Espera-se que eles não tenham sentimentos, mas a verdade é que ao se deparar com o cadáver daquela mulher, a céu aberto, sendo devorado por abutres a primeira coisa que Edgar pensa é que não pode deixá-la ali. Acontece que tirar aquela mulher da corda, pendurada na árvore, é o menor dos problemas para Edgar. Em uma cidade em que claramente não há respeito pelos mortos, o mais difícil é conseguir dar um destino final àquela pessoa.

Tomás, na sua condição de padre, mesmo excomungado, também apresenta um certo sentimento por todas as pessoas que morrem naquelas estradas. Nunca permite que uma pessoa morra sem antes oferecer uma mensagem para que ela vá em paz.
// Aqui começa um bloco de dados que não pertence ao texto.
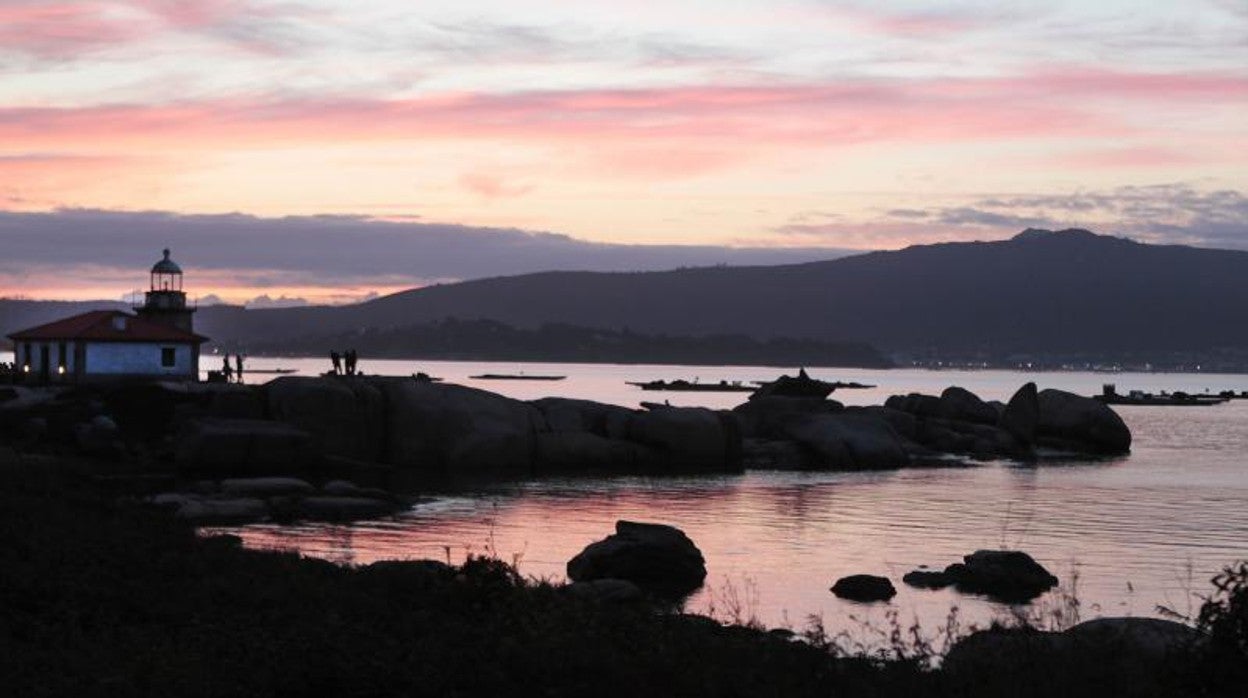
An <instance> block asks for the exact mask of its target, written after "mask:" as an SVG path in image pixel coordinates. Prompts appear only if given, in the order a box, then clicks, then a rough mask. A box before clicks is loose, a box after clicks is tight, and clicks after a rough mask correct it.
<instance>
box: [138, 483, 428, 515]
mask: <svg viewBox="0 0 1248 698" xmlns="http://www.w3.org/2000/svg"><path fill="white" fill-rule="evenodd" d="M146 502H147V503H150V504H152V506H156V507H163V508H167V509H171V511H172V512H173V514H175V516H176V517H178V518H182V519H186V521H190V522H192V523H195V524H200V526H207V524H218V523H253V522H260V521H270V519H272V521H283V522H287V521H300V519H313V521H354V519H364V518H378V517H382V516H387V514H391V513H394V512H396V511H399V509H402V508H403V507H406V506H407V504H406V503H404V502H403V501H402V499H399V498H396V497H393V496H391V494H388V493H386V492H382V491H377V489H371V488H363V487H358V486H356V484H354V483H351V482H344V481H331V482H329V483H327V484H326V486H324V487H322V488H319V489H317V488H316V487H313V486H312V484H311V483H310V482H307V481H305V479H300V478H293V477H250V478H227V479H222V481H220V482H216V481H200V482H196V483H195V484H193V486H192V487H191V489H190V491H185V492H163V493H160V494H155V496H152V497H149V498H147V499H146Z"/></svg>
"Tomás segura com cuidado a cabeça do motociclista estendido no chão. Coloca delicadamente a mão sobre o peito do homem, que solta golfadas de sangue e balbucia uma prece. Tira do bolso um vidrinho com água benta, molha a ponta do dedo e faz o sinal da cruz na testa e na boca do homem. Enquanto morre, agarra com força o braço do padre, que se mantém ali amparando-o em seu momento de morte. Ao menos não está sozinho. Tomás lhe dá algum conforto. Ninguém nasce só e não deveria morrer só. Tomás permanece rezando baixinho e vislumbra o momento exato em que o fôlego de vida deixa o homem e volta para Deus."
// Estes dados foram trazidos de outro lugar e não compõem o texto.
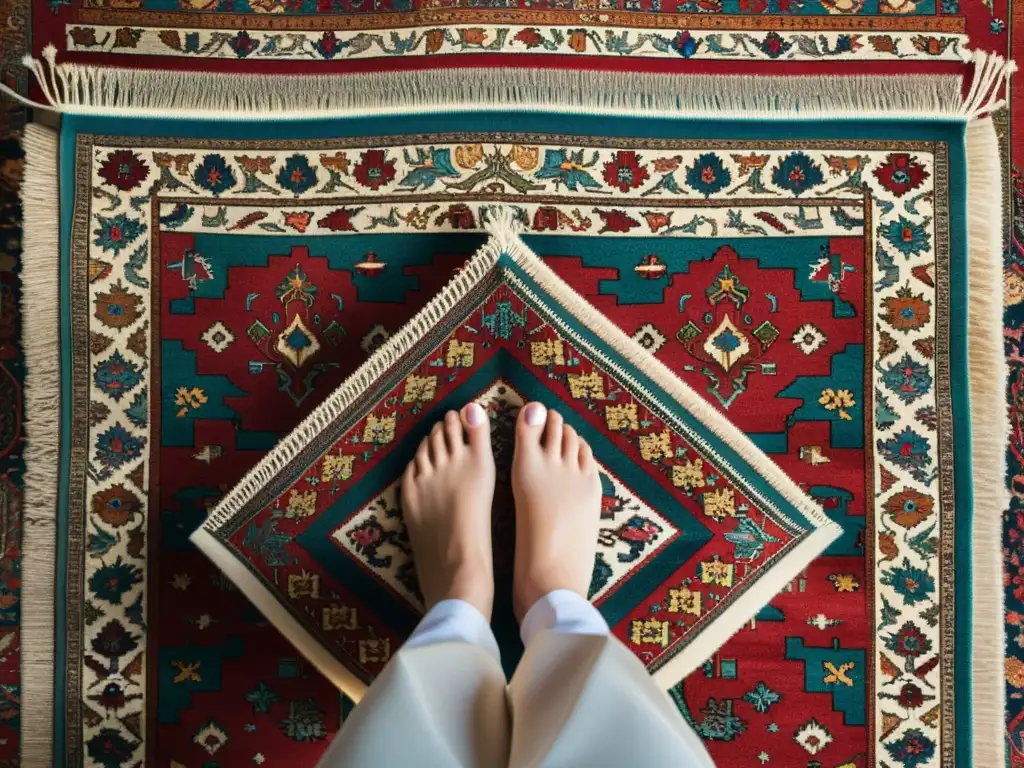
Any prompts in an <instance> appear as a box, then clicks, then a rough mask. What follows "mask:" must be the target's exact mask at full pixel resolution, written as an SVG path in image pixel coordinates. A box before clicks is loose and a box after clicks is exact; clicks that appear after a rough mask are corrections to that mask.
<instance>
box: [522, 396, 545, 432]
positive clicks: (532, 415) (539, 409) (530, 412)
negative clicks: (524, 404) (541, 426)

É um livro bem difícil de digerir, ainda mais quando vai chegando ao final e você nota o quanto a cidade é esquecida, as pessoas são esquecidas e um morto é apenas um morto. Dá para sentir profundamente a indiferença em relação ao que deveria ser um momento de reflexão.

A riqueza de detalhes do cenário em que tudo acontece chega a ser nauseante. A forma como Ana Paula Maia é direta impressiona. É uma obra que certamente irei ler novamente. Apesar de ser um livro curto, eu precisei parar algumas vezes para respirar. Levei uns dois dias para finalizá-lo e cheguei ao fim com uma sensação de que não havia mais chão embaixo dos meus pés. Penso que há bondade em todos nós, mesmo diante de todas as atrocidades do mundo que nos cerca.
"Os peixes mesmo mortos, brilham. Os homens quando morrem são cobertos de trevas e tudo se apaga rapidamente. O que havia nesses olhos se foi. Não há mais nada ali."


I.S.B.N: 9788535930672; Páginas: 136; Ano: 2018; Autor: Ana Paula Maia; Gênero: Ficção/Literatura Brasileira; Editora: Companhia das Letras.